15 Temmuz Amerikancı darbe girişimi adeta turnusol işlevi görerek Türkiye’nin hangi cephede bulunduğunu gözler önüne sermiştir. İlk destek açıklamasını gerçekleştirerek, ilişkileri geliştirmeye çabalayan Çin ve Rusya olmuştur. AB ise darbe girişimine karşı zoraki açıklamalar, destekler iletse dahi örtülü şekilde Türkiye’nin gidişatından rahatsız olduklarını göstermiştir. Bunun haricinde emperyalizm destekli PKK’ya karşı hoşgörülü olan taraf yine AB olmuştur. PKK’nın yasal temsilcisi olan HDP’ye operasyonlar gerçekleştirilince AB ve ABD feryat figan bağırmaya başlamış, Avrupa Parlamentosu Başkanı Martin Schulz şu açıklamayı yapmıştır: “Türk yetkililer, Türkiye’yi sadece demokrasiden uzaklaştırmıyor. Aynı zamanda, AB-Türkiye ilişkilerinin temelini oluşturan değerlere, prensiplere, kural ve kaidelere sırtını dönüyor.” Hemen sonrasında AB ülkelerinin temsilcilerinin içinde bulunduğu 38 diplomat HDP’nin meclis grup toplantısında boy göstererek “demokrasi” savunuculuğu yapmışlardır. Onların gözünde Türkiye’de demokrasi etnik kimliklerin ve mezheplerin birbirine kırdırılması, millet olmayı reddetmesidir; milli devletinin parçalanması, milli ordusunun dağıtılmasıdır.
Bölgemizde bağımsız devlet olarak attığımız önemli adımlardan bir tanesidir Sadabat Paktı. Türkiye, İran, Irak ve Afganistan sınır sorunlarının çözümü ve bağımsızlıklarının teminatı için bu paktı oluşturmuştur. Bugün ise ABD ve AB ekseninin belirsizlikler ve çıkmazlarda olduğu bir zeminde Şangay İşbirliği Örgütü’nü tartışıyoruz. AB, Türkiye’yi bölünmüş, dağılmış olarak kabul ederken, ŞİÖ ise bütünleşen Türkiye’ye kapılarını açıyor.
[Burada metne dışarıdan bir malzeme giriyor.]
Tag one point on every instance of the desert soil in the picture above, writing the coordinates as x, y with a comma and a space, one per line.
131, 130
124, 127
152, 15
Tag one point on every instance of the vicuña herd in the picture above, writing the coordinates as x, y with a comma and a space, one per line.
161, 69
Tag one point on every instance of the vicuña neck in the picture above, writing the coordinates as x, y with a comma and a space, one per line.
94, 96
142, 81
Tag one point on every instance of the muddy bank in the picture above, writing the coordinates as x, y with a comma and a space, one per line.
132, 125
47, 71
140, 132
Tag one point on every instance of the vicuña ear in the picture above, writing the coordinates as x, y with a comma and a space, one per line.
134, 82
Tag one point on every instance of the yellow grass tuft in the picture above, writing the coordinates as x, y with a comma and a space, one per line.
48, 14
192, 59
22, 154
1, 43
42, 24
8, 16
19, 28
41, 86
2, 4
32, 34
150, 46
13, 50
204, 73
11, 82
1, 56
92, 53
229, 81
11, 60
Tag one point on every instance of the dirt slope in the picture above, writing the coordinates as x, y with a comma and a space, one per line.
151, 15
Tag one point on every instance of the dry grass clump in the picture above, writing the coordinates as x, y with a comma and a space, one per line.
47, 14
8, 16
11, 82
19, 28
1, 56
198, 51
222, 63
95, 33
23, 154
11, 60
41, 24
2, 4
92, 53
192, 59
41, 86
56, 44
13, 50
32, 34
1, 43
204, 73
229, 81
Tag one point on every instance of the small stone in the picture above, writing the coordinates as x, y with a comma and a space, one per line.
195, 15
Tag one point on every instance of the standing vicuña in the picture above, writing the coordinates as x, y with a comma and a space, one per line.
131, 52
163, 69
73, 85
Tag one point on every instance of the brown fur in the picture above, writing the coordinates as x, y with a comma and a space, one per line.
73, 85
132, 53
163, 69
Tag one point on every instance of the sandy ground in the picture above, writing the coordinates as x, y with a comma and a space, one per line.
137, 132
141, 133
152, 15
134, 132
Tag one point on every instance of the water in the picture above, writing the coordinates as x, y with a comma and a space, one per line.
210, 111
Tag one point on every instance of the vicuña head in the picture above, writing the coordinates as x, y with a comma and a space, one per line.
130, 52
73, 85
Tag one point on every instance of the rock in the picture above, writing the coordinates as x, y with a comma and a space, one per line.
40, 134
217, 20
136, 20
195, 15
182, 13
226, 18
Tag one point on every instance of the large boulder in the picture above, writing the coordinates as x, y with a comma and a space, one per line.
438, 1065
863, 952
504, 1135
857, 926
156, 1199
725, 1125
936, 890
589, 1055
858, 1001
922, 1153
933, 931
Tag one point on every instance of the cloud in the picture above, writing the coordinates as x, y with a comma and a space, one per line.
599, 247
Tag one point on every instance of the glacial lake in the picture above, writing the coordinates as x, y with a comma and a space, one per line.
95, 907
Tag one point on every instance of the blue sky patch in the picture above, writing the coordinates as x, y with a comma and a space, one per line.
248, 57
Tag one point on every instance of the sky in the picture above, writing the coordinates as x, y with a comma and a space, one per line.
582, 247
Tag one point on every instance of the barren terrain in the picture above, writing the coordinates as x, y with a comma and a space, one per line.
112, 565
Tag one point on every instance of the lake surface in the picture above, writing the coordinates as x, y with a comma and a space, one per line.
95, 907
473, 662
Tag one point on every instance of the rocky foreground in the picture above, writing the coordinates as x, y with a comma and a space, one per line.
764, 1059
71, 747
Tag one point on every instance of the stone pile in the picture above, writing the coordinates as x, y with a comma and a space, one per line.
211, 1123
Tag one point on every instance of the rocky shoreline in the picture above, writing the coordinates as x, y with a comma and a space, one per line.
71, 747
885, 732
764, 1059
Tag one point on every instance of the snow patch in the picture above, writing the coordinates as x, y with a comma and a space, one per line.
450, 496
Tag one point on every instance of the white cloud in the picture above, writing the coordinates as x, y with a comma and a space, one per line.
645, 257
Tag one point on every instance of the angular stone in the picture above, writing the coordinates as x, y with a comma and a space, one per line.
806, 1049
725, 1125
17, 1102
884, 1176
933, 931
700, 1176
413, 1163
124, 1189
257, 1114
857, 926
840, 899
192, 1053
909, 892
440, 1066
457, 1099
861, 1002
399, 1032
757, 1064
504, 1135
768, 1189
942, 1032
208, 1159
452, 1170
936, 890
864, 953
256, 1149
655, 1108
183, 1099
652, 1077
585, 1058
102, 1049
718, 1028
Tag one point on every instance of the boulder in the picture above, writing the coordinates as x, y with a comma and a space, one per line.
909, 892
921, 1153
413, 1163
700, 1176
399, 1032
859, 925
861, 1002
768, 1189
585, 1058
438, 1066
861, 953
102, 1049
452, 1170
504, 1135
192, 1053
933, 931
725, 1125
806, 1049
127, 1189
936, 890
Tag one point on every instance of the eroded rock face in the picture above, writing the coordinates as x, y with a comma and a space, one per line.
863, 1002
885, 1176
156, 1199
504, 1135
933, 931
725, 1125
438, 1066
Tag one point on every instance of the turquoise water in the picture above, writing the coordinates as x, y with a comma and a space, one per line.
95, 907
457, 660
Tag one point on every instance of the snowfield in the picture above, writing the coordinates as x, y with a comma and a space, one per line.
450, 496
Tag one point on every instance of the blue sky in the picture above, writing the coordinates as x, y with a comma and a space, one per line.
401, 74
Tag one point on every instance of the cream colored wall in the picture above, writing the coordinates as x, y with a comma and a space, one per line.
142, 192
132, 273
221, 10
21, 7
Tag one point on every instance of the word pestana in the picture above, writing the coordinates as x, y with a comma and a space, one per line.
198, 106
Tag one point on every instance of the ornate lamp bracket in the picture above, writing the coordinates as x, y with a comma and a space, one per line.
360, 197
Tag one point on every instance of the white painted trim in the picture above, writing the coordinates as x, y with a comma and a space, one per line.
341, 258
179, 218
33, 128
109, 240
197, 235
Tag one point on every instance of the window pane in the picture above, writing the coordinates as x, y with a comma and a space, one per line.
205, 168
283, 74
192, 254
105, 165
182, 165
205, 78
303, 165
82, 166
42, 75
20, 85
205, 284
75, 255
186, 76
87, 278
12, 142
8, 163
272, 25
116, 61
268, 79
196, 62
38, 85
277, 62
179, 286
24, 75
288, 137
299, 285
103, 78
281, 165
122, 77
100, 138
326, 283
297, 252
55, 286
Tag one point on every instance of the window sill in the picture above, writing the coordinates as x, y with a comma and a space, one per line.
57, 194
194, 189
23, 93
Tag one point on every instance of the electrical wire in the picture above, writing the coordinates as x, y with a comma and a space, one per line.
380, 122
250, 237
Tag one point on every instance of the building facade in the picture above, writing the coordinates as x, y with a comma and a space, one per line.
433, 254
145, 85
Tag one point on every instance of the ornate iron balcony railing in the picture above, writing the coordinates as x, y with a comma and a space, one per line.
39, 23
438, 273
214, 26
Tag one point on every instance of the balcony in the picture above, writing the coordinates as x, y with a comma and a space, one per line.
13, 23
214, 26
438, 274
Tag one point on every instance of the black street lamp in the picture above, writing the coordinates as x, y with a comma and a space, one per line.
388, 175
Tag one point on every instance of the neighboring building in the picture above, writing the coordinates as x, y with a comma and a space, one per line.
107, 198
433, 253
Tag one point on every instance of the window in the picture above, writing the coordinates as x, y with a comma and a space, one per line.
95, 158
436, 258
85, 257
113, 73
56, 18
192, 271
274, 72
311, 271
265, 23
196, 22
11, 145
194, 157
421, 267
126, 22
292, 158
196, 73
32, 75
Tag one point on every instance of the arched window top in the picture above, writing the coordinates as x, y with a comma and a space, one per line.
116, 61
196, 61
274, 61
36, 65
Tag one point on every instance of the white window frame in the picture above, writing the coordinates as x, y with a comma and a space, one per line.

Bir yanda sahte demokrasi yalanlarıyla Türkiye’yi kuşatmaya çalışan AB, diğer yanda gerçek demokrasiyi, insan haklarını dünyaya gösteren ŞİÖ. AB ve ŞİÖ bugünün sınıfsal çatışmasını göstermektedir. AB, ezilen ulusları kendi çıkarları doğrultusunda yutmayı amaçlarken, ŞİÖ ezilen ulusların uyanışının ete kemiğe bürünmesidir.
Avrupamerkezci yaklaşım içinde olan yurdumuz yazarları, akademisyenleri, gazetecileriyse kara kara düşünerek Türkiye’nin nereye gittiğini kavrayamamakta, ters giden bir şeylerin olduğunu düşünmektedir. Yıllarca kendileri yanlış şeritte bulunanlar Türkiye’nin doğru şeride geçmesinde terslik görüyorlar. Tarihin çarkı ilerliyor, Avrasya ülkeleri birlik temelinde yumruk gibi kenetleniyor. Bu ilerleyiş kolay engellenemeyecek.